This technique is designed for measuring pressures non-invasively within the body. It's particularly useful for monitoring pressures in the heart, for monitoring treatment of cancers, and in this particular project for measuring pressures in the liver. To prepare the ultrasound contrast agent, remove the protective cap from the syringe port of the chemo spike and use a chemo spike to perforate the stopper of the first of three vials of the agent.
Add two milliliters of sterile water to the vial and immediately shake the vial for one minute. When a homogenous product has been obtained, withdraw the product into the syringe. The reconstituted ultrasound contrast agent contains microbubbles at a concentration of eight microliters per milliliter.
After repeating the reconstitution for the other two vials in the same manner, use saline to fill up connecting tubes and connect the tubes to a three-way stopcock. Connect the stopcock to the extension tubing leading to the cannula and connect the syringe directly to the stopcock. Then mount the syringe onto a syringe pump at the same level or below the patient.
To acquire an initial set of ultrasound images, power up an ultrasound scanner and select the C1-6-D curvilinear probe. Select an abdominal preset on the scanner. Use a subcostal approach and a curvilinear array to acquire grayscale images of both the portal and hepatic veins in the same imaging plane and at similar depths.
Optimize the images based on good clinical practice, taking care to select the hepatic vein region away from the inferior vena cava to avoid the influence of retrograde flow. After the initial ultrasound imaging, open the stopcock and infuse the saline solution at a rate of 120 milliliters per hour while co-infusing the contrast at a rate of 0.024 microliters per kilogram body rate per minute. For activating subharmonic imaging in dual display mode, use the subharmonic contrast touch panel button to activate contrast mode.
Select subharmonic imaging amplitude modulation on the rotary control. Perform subharmonic imaging at a transmit frequency of 2.5 megahertz and obtain the received signals at 1.25 megahertz. Confirm the patency of the portal and the hepatic veins as well as the presence of microbubbles, which can take up to one to two minutes from the start of the infusion.

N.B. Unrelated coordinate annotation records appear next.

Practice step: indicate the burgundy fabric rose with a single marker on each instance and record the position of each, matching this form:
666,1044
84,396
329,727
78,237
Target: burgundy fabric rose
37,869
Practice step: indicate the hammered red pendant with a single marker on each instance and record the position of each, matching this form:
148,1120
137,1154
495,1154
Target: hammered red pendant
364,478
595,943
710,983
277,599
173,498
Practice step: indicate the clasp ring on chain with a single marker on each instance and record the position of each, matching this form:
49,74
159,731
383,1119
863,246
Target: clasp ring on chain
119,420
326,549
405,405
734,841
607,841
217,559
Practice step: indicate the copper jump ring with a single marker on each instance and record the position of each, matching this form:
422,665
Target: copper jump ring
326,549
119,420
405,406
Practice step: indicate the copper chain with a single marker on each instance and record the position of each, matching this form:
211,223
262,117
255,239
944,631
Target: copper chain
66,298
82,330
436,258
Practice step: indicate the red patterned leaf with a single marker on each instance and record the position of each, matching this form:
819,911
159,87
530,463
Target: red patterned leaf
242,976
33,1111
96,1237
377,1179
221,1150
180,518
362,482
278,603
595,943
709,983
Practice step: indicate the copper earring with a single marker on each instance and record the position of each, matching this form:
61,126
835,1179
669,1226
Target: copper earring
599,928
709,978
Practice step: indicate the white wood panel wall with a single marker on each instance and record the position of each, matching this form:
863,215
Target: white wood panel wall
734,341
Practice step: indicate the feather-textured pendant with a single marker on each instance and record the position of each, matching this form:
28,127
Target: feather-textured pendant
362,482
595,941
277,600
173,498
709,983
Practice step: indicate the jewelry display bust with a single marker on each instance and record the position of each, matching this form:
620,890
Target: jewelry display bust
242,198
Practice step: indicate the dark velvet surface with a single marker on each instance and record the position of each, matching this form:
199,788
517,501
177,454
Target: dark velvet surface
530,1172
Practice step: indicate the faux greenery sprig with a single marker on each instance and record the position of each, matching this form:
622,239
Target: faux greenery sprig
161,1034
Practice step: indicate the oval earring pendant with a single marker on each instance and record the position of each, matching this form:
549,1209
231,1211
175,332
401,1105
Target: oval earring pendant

Select time intensity curve analysis on the touch panel followed by F6 and K to compensate for varying depths and attenuations to activate the SHAPE automated optimization code to optimize the SHAPE imaging. The SHAPE optimization algorithm will acquire subharmonic data for every acoustic output level. Once the data acquisition is complete, position a region of interest on the portal vein in the contrast sample window.
Plot the average subharmonic data within the region as a function of acoustic output and fit a logistic curve to the data. Then select the inflection point of this curve as the optimized power, as this has been shown to be the point of greatest SHAPE sensitivity. Adjust the acoustic output power to the inflection point value to maximize the sensitivity of the SHAPE and acquire subharmonic data from the microbubbles in five to 15 second segments during the infusion of the UCA suspension.
When imaging for diagnosing portal hypertension in the liver, the key is to visualize both the portal and hepatic veins at the same depth to minimize the impact of attenuation. After a UCA induced equilibrium enhancement, the optimization algorithm should be activated and a region of interest in the portal vein should be selected to produce subharmonic amplitude and output power selection curves. In these SHAPE images from patients with and without clinical significant portal hypertension, the main visual difference is the marked subharmonic signal present in the hepatic vein in the patient with hypertension that is absent in the patient without hypertension.
Note that some patients present with clinical and laboratorial signs of portal hypertension but have HVPG values that are normal or zero. This can be attributed to a number of anatomical and/or vascular variations, resulting in an incorrect SHAPE diagnosis. This technique is non-invasive, safe, and accurate.
It allows the acquisition of relative as well as absolute pressure estimates, and it's something that no other imaging technique can currently do.